And here is where the downfall of stats, past or present, play in. They tell us what he has done. They may even hint at what he will do in the future. However, very few of you will lay much of value on a prediction of how he will do in the future. And, those that might, won’t likely do so on his box-score statistics.
Williams, who has started twice against the Cubs this season, is a good MLB pitcher. His hits against have dropped from 8.7 per nine in 2017, to 7.7 per nine this season. His walks were a bit over three in 2017. Now, they’re a bit under three in 2018. However, for a various number of reasons, many likely consider Williams rather dismissively, even though he is a good pitcher. After a shut-down outing against the Brewers on Sunday, his H/9 and BB/9 are down to 7.6 and 2.9. Nonetheless, if he stifles the Cubs next week, many fans would grumble about getting shut down by a nobody.
Baseball statistics for 2018 won’t tell how good Williams will be next season. Baseball statistics are really poor at that. The numbers don’t tell how well a player will do into the future. The player’s performance in the future will, most likely, combine with health and luck. Which is the downfall of “Fan A’s stats” or “Fan B’s stats.” “Next year’s numbers” tell who a team should acquire next season, not last year’s.
“But, executives have better stats than you know about. They are more predictive than what we know about.”
And, still, the free-agent contracts offered next offseason will likely completely whiff on the statistical expectations of quite a few free agents. Both ways. Which will continue to bristle rather poorly with many of the older baseball fans, who think players shouldn’t get paid that much. Especially when they don’t perform well.
Miles Mikolas was grossly underpaid. A few others, less so.
As much as you think the different assessments of statlines don’t strike up animosity between fans, they do. They will continue to. Because fans believe what they believe, and dismiss non-believers as fools. On both sides.

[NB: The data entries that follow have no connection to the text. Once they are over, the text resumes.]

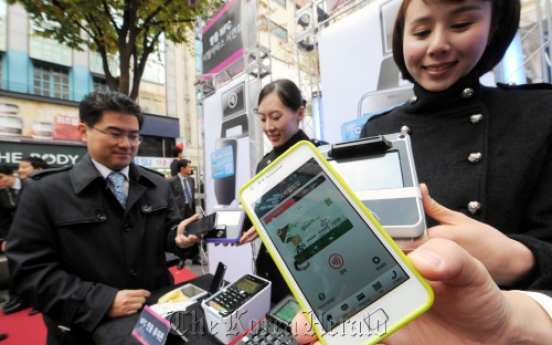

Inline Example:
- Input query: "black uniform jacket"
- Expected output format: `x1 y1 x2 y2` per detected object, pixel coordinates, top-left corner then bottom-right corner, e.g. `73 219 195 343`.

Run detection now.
7 155 197 344
255 130 323 303
361 74 552 290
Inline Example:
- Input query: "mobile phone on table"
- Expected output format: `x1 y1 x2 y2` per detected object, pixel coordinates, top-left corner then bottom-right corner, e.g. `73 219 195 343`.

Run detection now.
209 261 226 296
185 213 216 236
239 141 433 345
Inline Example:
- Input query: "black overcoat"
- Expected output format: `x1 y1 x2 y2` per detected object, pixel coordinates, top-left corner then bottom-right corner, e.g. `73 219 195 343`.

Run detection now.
7 155 197 344
361 75 552 290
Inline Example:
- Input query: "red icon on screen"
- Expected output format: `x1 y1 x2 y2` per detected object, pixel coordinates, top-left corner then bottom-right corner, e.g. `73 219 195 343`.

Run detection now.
328 254 345 270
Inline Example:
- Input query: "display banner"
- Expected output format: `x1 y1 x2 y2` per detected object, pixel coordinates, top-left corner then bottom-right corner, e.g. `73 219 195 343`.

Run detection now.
0 141 87 167
318 0 412 143
0 97 81 142
202 0 244 79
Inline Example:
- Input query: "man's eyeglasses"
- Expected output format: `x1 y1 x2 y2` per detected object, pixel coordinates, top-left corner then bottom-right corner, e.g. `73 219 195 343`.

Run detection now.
88 126 142 144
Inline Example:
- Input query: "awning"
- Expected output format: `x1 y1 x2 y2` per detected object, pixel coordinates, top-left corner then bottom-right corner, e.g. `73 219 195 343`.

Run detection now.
140 114 180 138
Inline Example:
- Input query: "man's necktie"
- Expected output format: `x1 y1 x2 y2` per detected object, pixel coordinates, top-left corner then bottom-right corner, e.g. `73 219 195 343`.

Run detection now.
107 172 126 208
182 179 192 208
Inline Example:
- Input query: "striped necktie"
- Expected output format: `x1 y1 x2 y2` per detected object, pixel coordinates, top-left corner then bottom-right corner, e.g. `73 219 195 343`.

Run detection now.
107 171 126 208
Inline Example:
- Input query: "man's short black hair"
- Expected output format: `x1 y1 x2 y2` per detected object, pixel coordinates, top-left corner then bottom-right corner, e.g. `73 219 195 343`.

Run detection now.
0 164 13 176
79 91 144 128
171 146 182 157
176 159 192 171
21 156 50 169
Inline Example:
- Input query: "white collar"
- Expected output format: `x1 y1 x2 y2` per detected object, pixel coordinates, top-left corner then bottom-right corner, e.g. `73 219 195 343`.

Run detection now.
92 159 128 181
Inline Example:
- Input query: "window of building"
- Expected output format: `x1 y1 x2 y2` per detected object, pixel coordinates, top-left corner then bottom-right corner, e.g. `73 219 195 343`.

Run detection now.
259 16 288 42
274 0 286 8
29 21 72 67
272 24 287 41
33 62 70 99
93 77 109 92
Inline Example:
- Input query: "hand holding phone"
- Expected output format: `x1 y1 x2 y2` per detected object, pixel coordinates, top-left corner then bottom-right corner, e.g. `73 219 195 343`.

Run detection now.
239 142 433 345
186 213 216 236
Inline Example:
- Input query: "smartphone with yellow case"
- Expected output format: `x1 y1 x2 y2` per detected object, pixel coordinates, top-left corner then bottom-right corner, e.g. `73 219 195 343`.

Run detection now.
239 141 433 345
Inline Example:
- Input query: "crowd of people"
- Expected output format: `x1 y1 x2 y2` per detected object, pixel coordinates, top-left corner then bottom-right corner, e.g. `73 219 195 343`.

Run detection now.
0 0 552 344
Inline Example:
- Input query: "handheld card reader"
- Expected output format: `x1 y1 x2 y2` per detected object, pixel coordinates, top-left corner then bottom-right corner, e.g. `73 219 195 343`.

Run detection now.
318 133 426 239
237 295 301 345
201 274 272 344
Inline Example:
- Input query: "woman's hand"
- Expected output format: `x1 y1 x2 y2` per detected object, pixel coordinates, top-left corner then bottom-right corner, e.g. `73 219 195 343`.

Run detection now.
420 184 535 286
292 239 552 345
238 226 259 245
174 213 201 248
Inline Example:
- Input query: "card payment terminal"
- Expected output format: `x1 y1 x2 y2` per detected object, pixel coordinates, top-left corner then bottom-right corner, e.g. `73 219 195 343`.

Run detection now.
201 274 272 344
237 295 301 345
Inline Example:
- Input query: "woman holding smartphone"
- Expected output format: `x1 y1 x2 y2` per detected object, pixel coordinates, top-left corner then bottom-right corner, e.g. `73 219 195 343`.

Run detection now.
239 79 322 303
361 0 552 290
295 0 552 345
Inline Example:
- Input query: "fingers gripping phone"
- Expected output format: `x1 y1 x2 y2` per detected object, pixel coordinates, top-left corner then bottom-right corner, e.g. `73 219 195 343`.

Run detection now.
239 142 433 345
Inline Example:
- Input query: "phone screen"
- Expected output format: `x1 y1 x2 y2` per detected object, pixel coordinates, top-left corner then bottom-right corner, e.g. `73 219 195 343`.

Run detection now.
272 299 301 325
186 213 216 236
252 158 409 331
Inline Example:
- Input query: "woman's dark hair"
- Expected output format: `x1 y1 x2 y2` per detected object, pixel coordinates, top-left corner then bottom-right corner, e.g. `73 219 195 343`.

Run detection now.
79 92 144 128
257 79 305 111
393 0 521 83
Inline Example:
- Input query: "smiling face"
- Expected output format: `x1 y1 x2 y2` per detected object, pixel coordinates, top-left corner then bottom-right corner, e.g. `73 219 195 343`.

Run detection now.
79 111 139 171
403 0 492 91
257 92 305 147
17 161 34 180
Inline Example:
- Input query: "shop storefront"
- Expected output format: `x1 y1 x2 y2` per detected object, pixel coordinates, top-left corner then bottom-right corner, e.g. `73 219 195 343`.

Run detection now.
0 137 87 168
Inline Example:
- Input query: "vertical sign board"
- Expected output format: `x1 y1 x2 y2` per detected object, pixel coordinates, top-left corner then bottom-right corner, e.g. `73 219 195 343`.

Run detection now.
202 0 244 79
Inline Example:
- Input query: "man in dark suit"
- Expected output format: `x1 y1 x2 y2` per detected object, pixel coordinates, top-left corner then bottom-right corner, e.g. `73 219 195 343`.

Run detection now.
6 92 199 345
0 164 28 315
169 159 203 268
169 159 196 219
171 146 182 177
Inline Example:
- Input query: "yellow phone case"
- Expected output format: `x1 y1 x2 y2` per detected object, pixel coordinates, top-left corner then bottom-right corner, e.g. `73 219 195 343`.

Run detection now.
238 141 434 345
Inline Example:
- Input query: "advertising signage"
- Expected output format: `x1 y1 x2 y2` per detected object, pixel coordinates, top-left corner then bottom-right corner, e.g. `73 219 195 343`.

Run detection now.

Each side prioritizes the numbers they prefer, and can be belligerent with “non-believers.” They think their numbers tell them something. Whereas, in reality, most of the numbers either sides rely on are a bit of rubbish for the future. Every year, people are scratching their heads on why this guy is doing so well, and that guy isn’t.
It’s because baseball numbers continue to lie just regularly enough to be of very limited value. If you guess numbers for players into the future, you’ll get a few correct, and quite a few wrong. Because numbers in baseball don’t work that way, and rarely have.
The sooner we realize that stats shouldn’t be used to alienate people from the sport, whether they’re older or younger fans, the better off we’ll be. Numbers lie, like always. Not always, but often enough. Which is why people are always trying to discover new numbers that will better encapsulate baseball, And they won’t be very good at predicting, either. If someone values wins or OPS+, let them. That falls under being civil.
Some player traits, like zone command, or committing themselves to improving, are quite predictive. Sometimes, some of these can be located statistically. However, such to the extent that those numbers are pointed out in an inconvenient situation to a statistical aficionado, will they back the numbers? Or their own pre-conceived notions? (Mikolas.)
Whereas, if you want to tell me how well Trevor Williams will perform in 2019, and have reasons to back it up, I’d very much enjoy learning the predictive nature of baseball. Yes, Fielding Independent Pitching (FIP) is better than ERA at predicting the future. However, if teams are good at predicting the future, why didn’t Williams get traded for a whole lot more than the Marlins received? Because baseball numbers lie, and information is often incomplete.